第49話
雷太との昼食を堪能し、その余韻に浸りながら李は化粧直しをすべく、トイレへと向かった。
鼻歌混じりに個室へ入り、洋式便器に腰掛け一息吐き、気持ちを落ち着かせる。
「………よっしゃ。」
彼女は隣に聞こえないよう小さな声と控えめなガッツポーズで手応えを喜んだ。
思い返す程、気持ちは昂り小気味良くステップを踏み、彼の顔を想像するだけでニヤケ顔は止まらない。
「良かったー。久し振りに話したけど、戸惑わずに喋れたー。」
回想を終えるやホッと胸を撫で下ろし、雷太との関係性が小学校高学年の頃から全く変わっていない事に安堵する。
その頃から彼と直接的に会話する事が無くなってしまい、何時も遠くから眺めているだけの生活にピリオドを打てた事、そして構いたがりの桃の存在のお陰で自分の評価は良くなっただろう事に達成感を感じた。
「好感度上がったかなー。でもちょっときつく言い過ぎたかなー。」
トイレの個室で反省会を始めた李は一唸りした後、膝の上に肘を置き、掌に顎を乗せ、目の上のたんこぶの様な桃の存在をどう扱うべきなのか悩まされた。
「うーん。桃っちの反応が面白いから、ついつい調子に乗って煽っちゃったけどなー。ライもお人好しだから桃っちに甘いし、ウチが悪者みたいになっちゃったかなー?。」
唇を尖らせ訝しく眉間にシワを寄せ、甘い汁を啜る桃の現況に羨ましさと妬みを覚え、余計に自分の立ち位置の重要さが身に沁みる。
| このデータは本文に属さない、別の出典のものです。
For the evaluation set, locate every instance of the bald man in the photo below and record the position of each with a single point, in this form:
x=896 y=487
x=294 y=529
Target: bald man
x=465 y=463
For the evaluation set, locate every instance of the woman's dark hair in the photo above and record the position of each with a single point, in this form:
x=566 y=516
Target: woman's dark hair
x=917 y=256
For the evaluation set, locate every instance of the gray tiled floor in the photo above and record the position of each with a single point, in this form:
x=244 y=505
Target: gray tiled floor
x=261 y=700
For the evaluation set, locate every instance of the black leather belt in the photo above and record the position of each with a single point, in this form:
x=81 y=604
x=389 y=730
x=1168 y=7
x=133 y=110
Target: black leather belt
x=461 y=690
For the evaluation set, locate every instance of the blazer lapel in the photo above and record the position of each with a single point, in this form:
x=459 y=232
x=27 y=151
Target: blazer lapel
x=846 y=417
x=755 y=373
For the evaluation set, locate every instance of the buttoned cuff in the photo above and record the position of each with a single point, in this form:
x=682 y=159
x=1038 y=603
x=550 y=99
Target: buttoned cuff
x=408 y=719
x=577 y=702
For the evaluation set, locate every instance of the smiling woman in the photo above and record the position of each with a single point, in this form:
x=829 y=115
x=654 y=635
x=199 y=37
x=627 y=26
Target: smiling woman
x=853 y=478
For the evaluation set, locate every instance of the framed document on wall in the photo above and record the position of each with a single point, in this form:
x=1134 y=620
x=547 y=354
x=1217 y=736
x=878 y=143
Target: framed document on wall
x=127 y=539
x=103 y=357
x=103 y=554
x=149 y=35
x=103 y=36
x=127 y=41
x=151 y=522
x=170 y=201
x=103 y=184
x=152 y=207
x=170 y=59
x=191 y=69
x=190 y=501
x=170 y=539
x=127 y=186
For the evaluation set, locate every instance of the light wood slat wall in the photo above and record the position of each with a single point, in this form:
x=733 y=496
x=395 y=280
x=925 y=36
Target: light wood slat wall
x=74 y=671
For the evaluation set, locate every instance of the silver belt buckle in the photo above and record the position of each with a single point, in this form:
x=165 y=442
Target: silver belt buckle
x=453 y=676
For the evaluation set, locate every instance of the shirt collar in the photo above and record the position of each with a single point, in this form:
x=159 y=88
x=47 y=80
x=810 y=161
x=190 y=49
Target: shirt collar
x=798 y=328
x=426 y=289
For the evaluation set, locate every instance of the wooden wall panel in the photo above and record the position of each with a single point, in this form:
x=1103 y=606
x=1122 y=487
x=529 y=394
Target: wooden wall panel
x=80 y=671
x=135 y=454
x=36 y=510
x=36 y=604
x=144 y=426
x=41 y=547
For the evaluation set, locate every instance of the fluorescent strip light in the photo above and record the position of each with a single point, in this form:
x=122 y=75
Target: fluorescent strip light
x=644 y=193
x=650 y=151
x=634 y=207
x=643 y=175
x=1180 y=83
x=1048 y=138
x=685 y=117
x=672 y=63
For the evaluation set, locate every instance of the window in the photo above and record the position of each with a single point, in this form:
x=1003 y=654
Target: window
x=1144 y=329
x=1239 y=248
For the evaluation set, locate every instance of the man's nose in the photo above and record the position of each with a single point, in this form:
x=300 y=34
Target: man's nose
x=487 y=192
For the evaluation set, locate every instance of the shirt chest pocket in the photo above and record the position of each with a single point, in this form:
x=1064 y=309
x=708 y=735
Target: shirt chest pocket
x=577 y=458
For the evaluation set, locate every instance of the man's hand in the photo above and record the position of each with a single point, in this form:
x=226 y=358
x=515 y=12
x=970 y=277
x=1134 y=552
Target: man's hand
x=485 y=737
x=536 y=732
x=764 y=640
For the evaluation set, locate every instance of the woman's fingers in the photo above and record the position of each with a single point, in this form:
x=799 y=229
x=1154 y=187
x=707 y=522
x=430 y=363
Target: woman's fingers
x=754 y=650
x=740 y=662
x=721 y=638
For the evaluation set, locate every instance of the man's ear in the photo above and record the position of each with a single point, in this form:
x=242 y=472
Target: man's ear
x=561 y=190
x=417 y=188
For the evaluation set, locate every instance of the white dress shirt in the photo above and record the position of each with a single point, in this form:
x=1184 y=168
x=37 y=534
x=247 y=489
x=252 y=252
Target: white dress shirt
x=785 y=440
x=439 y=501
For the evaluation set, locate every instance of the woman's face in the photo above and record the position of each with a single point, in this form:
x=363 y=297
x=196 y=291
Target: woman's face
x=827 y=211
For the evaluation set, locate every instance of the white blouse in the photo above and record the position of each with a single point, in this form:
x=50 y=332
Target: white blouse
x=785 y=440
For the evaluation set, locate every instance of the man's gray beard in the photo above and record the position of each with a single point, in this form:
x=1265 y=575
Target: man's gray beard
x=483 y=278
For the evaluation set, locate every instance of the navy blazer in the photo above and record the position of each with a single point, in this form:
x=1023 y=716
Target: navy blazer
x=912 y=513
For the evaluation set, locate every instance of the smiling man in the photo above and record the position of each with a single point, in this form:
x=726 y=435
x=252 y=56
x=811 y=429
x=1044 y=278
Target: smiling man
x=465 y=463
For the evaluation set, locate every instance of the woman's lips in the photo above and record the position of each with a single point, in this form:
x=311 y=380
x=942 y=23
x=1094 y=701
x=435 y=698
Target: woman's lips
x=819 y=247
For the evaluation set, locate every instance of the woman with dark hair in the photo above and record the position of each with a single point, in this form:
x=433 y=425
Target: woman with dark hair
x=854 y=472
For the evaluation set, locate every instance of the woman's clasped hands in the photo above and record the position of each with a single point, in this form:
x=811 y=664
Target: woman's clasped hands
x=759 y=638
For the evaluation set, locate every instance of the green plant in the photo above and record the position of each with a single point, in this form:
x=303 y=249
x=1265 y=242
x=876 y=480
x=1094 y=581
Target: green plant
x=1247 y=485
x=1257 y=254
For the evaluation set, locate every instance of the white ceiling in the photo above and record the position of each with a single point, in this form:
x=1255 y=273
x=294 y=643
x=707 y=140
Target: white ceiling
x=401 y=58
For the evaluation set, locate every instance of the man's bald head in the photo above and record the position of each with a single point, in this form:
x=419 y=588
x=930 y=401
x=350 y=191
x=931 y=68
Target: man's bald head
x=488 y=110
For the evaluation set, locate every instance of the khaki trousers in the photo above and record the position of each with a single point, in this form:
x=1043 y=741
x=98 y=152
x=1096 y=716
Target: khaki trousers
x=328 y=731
こうして考えている間にも女生徒の出入がある中で一室を独占し、考察に耽っていた。
「何で桃っちはそんな事だけ覚えてんのよ?もっと、他に思い出さなきゃならない事だってあるのに…。」
敢えてその事については触れず彼らと接したのは時期尚早と判断した為と、桃の執着したあの必死さが事実を知った時に訪れる自己喪失による錯乱を生む危険性、又は開き直りによる執拗した態度の激増を懸念したからであった。
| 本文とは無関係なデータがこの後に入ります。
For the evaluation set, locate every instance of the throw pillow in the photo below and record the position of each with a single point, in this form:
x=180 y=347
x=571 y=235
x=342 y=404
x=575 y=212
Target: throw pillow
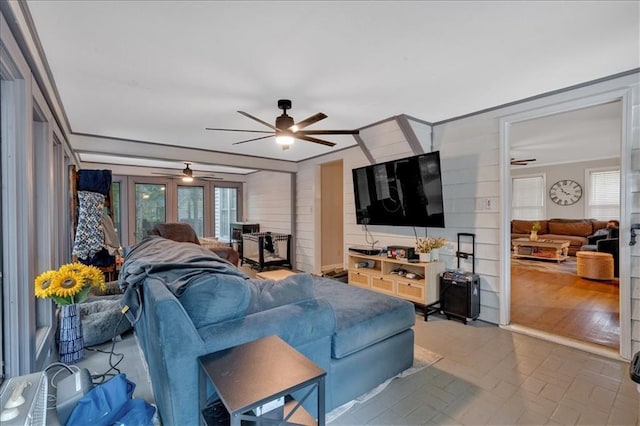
x=213 y=298
x=269 y=294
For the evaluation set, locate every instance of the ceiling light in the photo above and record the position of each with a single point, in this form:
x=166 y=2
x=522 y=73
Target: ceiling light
x=284 y=140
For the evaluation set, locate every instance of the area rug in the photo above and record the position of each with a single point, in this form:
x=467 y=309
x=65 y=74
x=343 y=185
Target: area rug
x=568 y=266
x=422 y=358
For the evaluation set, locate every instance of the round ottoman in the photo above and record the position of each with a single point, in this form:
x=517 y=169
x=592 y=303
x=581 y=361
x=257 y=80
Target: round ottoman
x=595 y=265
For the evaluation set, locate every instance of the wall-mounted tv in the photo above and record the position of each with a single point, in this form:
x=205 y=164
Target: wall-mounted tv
x=404 y=192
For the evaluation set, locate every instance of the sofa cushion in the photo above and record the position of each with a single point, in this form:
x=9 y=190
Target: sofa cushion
x=363 y=317
x=268 y=294
x=212 y=298
x=577 y=228
x=524 y=226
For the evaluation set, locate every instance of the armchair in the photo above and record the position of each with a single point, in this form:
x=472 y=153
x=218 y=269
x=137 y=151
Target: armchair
x=610 y=245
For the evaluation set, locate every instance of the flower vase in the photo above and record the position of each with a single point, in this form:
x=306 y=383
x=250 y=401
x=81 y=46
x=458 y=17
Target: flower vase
x=435 y=255
x=71 y=345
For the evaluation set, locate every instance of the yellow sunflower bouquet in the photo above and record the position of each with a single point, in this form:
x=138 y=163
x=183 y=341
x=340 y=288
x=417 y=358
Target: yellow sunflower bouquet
x=70 y=284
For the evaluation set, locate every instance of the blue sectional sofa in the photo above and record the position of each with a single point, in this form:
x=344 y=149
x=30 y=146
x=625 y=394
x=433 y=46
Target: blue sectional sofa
x=185 y=302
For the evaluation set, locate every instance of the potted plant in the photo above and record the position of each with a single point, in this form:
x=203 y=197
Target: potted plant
x=69 y=286
x=534 y=231
x=427 y=248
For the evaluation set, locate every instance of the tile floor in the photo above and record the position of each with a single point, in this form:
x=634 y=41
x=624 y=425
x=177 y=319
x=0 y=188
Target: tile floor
x=487 y=376
x=493 y=376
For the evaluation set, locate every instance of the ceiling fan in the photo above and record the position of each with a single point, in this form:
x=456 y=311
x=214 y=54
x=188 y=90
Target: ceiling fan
x=521 y=162
x=187 y=174
x=286 y=129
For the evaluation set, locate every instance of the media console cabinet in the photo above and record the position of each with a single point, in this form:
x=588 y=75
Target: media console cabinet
x=379 y=277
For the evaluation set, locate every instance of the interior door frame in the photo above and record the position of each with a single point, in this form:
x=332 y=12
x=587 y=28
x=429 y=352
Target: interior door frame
x=624 y=96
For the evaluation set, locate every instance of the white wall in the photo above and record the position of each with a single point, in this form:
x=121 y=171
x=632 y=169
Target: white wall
x=574 y=171
x=470 y=151
x=268 y=198
x=633 y=185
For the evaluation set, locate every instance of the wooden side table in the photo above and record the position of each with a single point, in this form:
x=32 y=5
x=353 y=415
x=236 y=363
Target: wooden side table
x=276 y=274
x=250 y=375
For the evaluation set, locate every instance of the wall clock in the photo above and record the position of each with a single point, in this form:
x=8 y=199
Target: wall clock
x=565 y=192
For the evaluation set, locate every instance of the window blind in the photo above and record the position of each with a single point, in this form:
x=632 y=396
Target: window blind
x=604 y=195
x=527 y=198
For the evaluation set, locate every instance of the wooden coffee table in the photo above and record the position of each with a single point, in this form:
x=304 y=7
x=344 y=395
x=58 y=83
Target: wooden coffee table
x=541 y=249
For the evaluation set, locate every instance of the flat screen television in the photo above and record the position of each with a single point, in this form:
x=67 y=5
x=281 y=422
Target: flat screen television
x=404 y=192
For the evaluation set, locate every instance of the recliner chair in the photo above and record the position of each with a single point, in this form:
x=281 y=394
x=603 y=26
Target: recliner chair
x=605 y=243
x=184 y=233
x=610 y=245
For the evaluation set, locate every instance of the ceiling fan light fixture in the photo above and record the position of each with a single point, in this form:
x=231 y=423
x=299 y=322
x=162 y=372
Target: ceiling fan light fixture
x=285 y=140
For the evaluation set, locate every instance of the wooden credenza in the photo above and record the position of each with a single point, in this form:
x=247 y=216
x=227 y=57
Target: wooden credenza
x=379 y=277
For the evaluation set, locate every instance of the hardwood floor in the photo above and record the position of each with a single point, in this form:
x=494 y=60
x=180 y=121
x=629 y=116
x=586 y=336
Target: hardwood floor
x=566 y=305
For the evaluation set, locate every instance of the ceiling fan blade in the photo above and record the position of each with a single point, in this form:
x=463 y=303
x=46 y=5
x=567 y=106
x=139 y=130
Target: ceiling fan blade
x=328 y=132
x=254 y=139
x=524 y=162
x=166 y=174
x=238 y=130
x=315 y=140
x=271 y=126
x=309 y=121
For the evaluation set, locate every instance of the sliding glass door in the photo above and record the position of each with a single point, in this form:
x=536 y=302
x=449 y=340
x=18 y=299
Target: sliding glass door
x=150 y=208
x=191 y=207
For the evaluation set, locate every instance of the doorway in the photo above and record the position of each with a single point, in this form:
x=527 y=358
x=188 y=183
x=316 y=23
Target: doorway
x=545 y=296
x=331 y=216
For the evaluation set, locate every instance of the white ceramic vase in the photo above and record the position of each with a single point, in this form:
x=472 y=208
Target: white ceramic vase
x=435 y=255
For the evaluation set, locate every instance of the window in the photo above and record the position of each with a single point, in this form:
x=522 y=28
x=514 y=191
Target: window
x=191 y=207
x=150 y=202
x=603 y=194
x=527 y=197
x=225 y=204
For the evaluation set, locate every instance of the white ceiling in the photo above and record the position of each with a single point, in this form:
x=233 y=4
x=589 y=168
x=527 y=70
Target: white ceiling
x=162 y=71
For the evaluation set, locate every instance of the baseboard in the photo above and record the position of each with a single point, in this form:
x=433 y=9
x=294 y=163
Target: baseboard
x=566 y=341
x=326 y=268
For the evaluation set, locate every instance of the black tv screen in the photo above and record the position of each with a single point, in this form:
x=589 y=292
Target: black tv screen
x=404 y=192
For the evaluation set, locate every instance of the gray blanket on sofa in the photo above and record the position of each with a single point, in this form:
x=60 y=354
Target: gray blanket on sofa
x=176 y=264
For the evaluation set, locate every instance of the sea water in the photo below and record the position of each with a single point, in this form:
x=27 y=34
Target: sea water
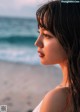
x=17 y=37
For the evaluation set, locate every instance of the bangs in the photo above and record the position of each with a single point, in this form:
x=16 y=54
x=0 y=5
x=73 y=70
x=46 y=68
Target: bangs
x=46 y=17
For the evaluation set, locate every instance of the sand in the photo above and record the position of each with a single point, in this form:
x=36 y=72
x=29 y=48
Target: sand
x=23 y=86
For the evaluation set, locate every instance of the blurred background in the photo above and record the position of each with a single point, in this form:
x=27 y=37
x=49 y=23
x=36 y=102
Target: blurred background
x=23 y=80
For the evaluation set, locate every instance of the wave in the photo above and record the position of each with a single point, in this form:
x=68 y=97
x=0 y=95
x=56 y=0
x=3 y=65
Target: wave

それは当然、雷太にも二次災害を被る恐れもある故に桃を根絶から引き離さなくてはならない。
「不安要素はあの先輩だけだったのに、どうしてライにばっかり群がっちゃうかなー。」
一人は地雷、もう一人はハニートラップと位置付ける李の見立てにじゃあ、自分は?と考える。
「別にライに危害を加えるなんて有り得ないし、色仕掛けするでもない。ライの好きな事は応援するし、理解したい……ウチはライの盾なのか?でもなー、攻める時もあるし。まあ、ライにとって危険な存在でない事は確かだし、強要はしないから心の拠り所程度にはなるのかなー。」
長考のせいで下半身が痺れた頃にようやく我に返り、時計を見るや既に五時限目は始まっていた。
それ程、李はこの先どのようにして雷太との距離を縮めつつ二つの危険から守っていくか考察しているのに夢中だったのだ。
「もう、こんな時間かー。」
しかし、急いで行く気にもなれず、彼女は再び便座に腰掛けるや先程の続きをと考えに浸った。